Starting next April the Philadelphia-based company will roll out new cash registers at its Anthropologie, Free People and Urban Outfitters stores to help speed those long lines up. The company will also eliminate electronic tags in many high-volume stores, because they slow the checkout process when sales clerks have to remove them.
For the year ended Jan. 1, 2005, Urban Outfitters' comp-store sales grew 13 percent, said Kyees. “We had to create a new five-year business plan because we did so well in fiscal 2005,” he added. That new plan includes 30–32 new Anthropologie and Urban Outfitters stores this year, with the majority of Anthropologie stores going into lifestyle centers and the Urban Outfitters stores going into 'A' malls, he said.
The new stores will be 10 percent smaller than existing ones, because they will not need the extra selling space. New Urban Outfitters units will average 9,000 square feet and new Anthropologie stores will average 7,500 square feet, he said.

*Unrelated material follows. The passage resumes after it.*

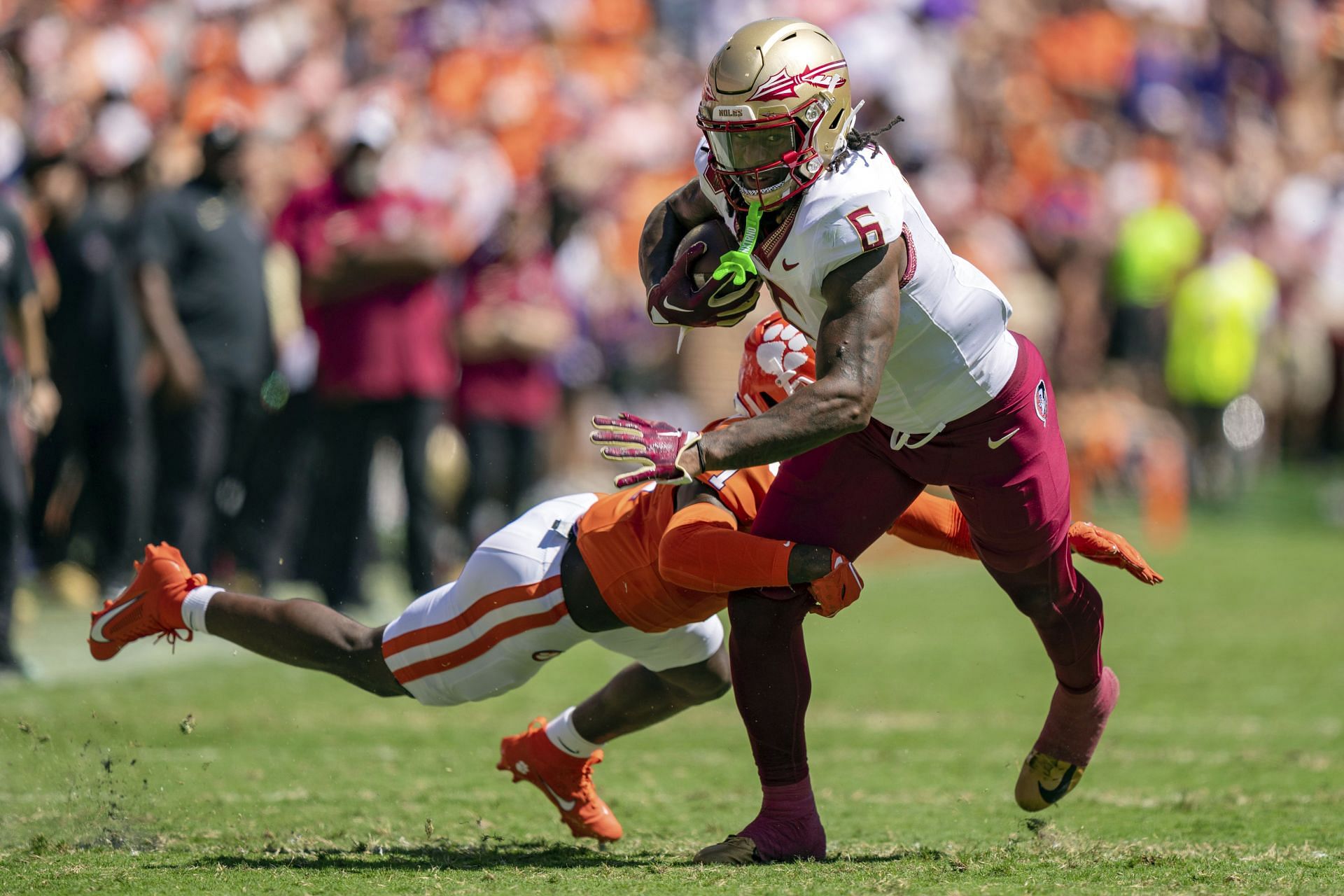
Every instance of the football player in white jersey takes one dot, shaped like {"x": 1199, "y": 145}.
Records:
{"x": 920, "y": 382}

The future is also bright at the company's Free People division, which currently operates only two stores in addition to a wholesale operation, Kyees said. Bloomingdale's and Nordstrom both sell Free People apparel at in-store boutiques and have said the brand is the most profitable contemporary line of clothing they sell, he added.
“[At] the only Free People store that's been open more than a minute, the Garden State Plaza mall store in Paramus, N.J., sales are at $800 per square foot, and the store comped 40 percent in our first quarter 2006,” Kyees said.
Urban Outfitters will open two or three new Free People stores this year and six to eight next year, Kyees said. After that, the company will evaluate whether the brand will remain largely wholesale or whether it will pursue a U.S. rollout.